Leader-Follower Formation Control Using Vision and Radio Sensors for Mobile Robotic Networks

Department of Electrical Engineering and Computer Science

Leader-Follower Formation Control Using Vision and Radio Sensors for Mobile Robotic Networks

Overview

We consider the case of leader-follower formation of mobile robotic vehicles equipped with vision and software-defined radio sensors. By formation control, we simply mean the problem of controlling the relative positions and orientations of the robots in a group, while allowing the group to move as a whole. We consider scenarios where there is no global positioning system, and the sensing modalities are vision and radio signals. We build and demonstrate formation control to maximize wireless network coverage with three to five car-like robots that move as a team to maintain link connectivity between any pair of nodes in the network of robots. Distance and link quality between the robots are measured with received signal strength information (RSSI), omnidirectional cameras and augmented reality tags when the robots are in line of sight with each other. The leader robot is controlled via an Android application. The follower robots use visual information from an on-board camera and calculate RSSI with GNU Radio software from an Adalm-Pluto software-defined radio.
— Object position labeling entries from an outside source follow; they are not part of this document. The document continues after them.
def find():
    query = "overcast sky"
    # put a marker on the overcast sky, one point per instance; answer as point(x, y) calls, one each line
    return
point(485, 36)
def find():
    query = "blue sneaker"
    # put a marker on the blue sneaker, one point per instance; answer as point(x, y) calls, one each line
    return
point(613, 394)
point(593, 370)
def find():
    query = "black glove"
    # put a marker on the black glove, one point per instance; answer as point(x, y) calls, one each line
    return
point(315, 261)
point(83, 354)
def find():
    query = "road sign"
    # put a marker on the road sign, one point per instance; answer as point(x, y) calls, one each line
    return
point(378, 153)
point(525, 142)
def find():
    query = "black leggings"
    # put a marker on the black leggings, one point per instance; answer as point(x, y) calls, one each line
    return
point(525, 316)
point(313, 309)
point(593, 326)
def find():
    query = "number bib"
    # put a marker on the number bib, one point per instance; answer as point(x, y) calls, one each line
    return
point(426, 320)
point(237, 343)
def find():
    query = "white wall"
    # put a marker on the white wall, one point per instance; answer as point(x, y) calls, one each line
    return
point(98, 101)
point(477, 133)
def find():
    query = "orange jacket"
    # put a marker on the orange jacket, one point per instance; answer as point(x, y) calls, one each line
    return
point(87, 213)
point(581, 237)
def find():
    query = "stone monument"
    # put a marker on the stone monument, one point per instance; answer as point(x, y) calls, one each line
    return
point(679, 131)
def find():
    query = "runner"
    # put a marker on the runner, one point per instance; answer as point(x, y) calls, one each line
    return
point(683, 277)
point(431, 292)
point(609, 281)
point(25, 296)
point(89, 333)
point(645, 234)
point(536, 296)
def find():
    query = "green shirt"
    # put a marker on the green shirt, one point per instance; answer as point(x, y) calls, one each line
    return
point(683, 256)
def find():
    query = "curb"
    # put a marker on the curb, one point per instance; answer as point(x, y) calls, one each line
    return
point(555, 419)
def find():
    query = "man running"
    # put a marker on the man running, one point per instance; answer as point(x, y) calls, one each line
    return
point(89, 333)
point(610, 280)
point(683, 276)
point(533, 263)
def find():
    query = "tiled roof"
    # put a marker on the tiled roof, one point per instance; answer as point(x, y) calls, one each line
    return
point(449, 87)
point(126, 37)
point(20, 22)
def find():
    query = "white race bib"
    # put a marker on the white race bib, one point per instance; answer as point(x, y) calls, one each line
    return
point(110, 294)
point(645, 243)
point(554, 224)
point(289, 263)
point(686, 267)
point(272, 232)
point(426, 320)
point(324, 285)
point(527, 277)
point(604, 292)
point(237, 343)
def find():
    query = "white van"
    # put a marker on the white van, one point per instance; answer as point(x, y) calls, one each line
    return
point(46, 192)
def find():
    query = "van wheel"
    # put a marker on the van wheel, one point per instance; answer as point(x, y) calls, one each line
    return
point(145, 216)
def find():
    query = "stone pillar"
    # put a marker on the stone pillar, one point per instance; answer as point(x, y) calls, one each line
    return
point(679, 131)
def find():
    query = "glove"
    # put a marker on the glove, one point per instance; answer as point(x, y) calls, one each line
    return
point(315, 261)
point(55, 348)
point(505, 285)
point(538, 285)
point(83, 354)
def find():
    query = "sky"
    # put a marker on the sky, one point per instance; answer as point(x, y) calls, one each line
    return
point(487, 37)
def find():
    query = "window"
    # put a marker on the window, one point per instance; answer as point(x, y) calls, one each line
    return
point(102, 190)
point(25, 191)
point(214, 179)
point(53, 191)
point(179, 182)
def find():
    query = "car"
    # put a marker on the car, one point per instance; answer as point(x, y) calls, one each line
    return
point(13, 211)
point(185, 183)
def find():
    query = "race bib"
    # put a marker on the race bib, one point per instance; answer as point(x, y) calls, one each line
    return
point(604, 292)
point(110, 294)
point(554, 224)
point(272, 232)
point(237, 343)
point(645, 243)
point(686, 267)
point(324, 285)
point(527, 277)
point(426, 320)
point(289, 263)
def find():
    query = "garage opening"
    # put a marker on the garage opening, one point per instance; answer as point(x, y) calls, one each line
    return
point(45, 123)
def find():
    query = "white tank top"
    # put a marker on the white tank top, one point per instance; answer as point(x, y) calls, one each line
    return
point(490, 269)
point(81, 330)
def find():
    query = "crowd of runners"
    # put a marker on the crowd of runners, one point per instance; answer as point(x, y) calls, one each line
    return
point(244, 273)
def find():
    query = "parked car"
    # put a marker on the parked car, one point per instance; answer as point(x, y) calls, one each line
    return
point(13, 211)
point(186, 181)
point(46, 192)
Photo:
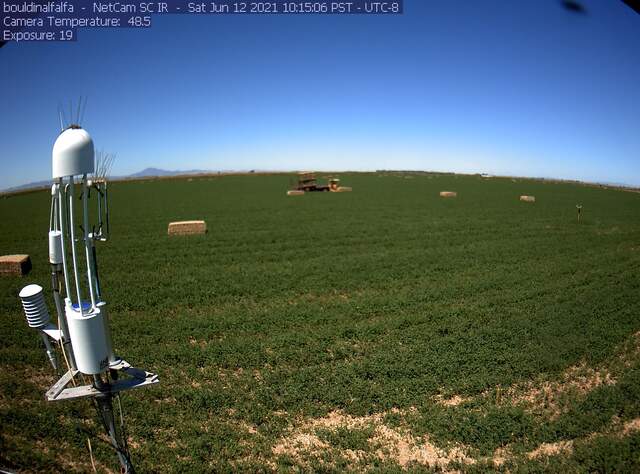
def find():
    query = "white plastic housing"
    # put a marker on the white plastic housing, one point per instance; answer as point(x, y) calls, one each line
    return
point(55, 247)
point(34, 306)
point(88, 339)
point(73, 153)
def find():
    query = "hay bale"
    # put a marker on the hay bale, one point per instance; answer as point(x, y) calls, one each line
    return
point(15, 264)
point(187, 228)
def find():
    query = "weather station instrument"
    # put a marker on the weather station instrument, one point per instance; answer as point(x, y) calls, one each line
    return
point(82, 332)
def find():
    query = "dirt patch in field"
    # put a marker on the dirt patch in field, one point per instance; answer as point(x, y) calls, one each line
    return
point(385, 443)
point(551, 449)
point(452, 401)
point(550, 397)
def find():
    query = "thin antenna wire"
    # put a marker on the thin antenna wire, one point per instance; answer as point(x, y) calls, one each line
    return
point(61, 122)
point(84, 106)
point(78, 111)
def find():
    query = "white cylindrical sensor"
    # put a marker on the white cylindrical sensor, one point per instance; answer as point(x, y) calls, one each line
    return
point(107, 330)
point(34, 306)
point(88, 339)
point(55, 247)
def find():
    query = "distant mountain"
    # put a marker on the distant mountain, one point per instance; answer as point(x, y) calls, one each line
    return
point(145, 173)
point(149, 172)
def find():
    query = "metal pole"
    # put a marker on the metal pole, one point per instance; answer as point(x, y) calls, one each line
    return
point(62, 317)
point(105, 409)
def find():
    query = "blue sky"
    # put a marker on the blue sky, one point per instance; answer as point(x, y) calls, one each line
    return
point(504, 87)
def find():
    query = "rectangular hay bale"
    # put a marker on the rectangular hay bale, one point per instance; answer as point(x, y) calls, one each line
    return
point(15, 264)
point(187, 228)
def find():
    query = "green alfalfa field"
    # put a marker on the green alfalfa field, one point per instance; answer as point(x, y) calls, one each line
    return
point(385, 329)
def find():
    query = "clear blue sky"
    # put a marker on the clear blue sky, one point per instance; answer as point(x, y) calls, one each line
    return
point(504, 87)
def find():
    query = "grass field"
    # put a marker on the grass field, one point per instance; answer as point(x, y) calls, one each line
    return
point(381, 329)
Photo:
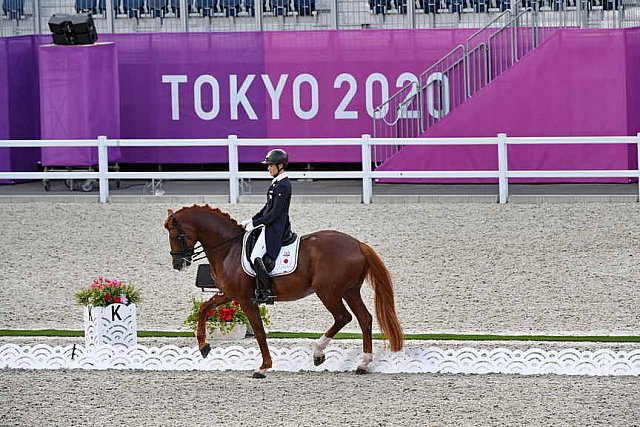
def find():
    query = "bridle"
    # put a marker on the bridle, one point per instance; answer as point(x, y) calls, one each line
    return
point(186, 254)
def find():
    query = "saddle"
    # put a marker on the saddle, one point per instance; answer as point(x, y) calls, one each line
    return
point(286, 261)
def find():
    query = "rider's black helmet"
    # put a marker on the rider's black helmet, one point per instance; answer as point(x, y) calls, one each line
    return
point(276, 157)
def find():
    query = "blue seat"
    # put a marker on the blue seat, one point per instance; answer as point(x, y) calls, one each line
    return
point(304, 7)
point(14, 9)
point(280, 7)
point(86, 6)
point(157, 8)
point(481, 6)
point(230, 7)
point(133, 8)
point(504, 5)
point(102, 6)
point(206, 7)
point(456, 6)
point(379, 7)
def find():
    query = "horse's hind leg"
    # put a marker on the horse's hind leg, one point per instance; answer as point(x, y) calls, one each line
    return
point(354, 300)
point(201, 331)
point(341, 317)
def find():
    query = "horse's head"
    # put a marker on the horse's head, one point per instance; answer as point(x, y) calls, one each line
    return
point(182, 240)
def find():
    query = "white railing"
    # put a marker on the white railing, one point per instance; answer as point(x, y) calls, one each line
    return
point(367, 175)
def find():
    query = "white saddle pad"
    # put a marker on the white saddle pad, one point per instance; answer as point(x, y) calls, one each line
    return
point(286, 262)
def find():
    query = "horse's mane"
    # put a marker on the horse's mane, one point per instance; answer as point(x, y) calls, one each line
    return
point(213, 210)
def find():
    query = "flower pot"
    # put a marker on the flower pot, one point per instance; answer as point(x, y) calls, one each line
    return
point(115, 324)
point(237, 333)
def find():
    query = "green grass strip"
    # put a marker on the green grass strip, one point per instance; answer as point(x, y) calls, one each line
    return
point(346, 335)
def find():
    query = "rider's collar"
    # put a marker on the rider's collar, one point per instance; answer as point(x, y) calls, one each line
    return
point(280, 177)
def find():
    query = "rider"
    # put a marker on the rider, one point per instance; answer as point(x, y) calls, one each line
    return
point(275, 217)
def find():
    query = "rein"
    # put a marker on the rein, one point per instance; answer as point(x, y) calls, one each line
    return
point(199, 252)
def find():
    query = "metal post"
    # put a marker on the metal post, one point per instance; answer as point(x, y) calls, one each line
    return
point(638, 160)
point(233, 170)
point(258, 8)
point(103, 168)
point(184, 16)
point(367, 186)
point(110, 16)
point(36, 17)
point(503, 183)
point(411, 13)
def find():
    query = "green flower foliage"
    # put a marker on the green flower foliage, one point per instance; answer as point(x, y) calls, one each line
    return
point(224, 317)
point(103, 292)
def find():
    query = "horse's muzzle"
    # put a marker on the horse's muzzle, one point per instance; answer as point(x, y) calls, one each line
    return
point(181, 263)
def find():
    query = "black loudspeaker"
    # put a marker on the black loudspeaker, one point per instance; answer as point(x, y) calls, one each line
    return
point(60, 27)
point(84, 29)
point(73, 29)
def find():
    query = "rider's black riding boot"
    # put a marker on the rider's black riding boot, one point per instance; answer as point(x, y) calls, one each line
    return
point(264, 294)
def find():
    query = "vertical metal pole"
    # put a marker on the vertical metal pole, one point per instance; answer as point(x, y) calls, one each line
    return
point(233, 170)
point(259, 10)
point(638, 159)
point(110, 16)
point(36, 16)
point(184, 15)
point(334, 14)
point(367, 186)
point(103, 168)
point(503, 183)
point(411, 13)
Community Benefit: Coordination of multiple mobile robots has applications in industrial manufacturing, disaster response, and military surveillance. Networks of robots are already experimentally applied and tested in a range of applications such as search-and-rescue, firefighting, underground mining, and exploration of unknown environments. Communication links between the robots in such scenarios can be very dynamic and unreliable, thereby require special attention for efficient operation. This requires careful movement and formation control to maintain good link qualities among the robots.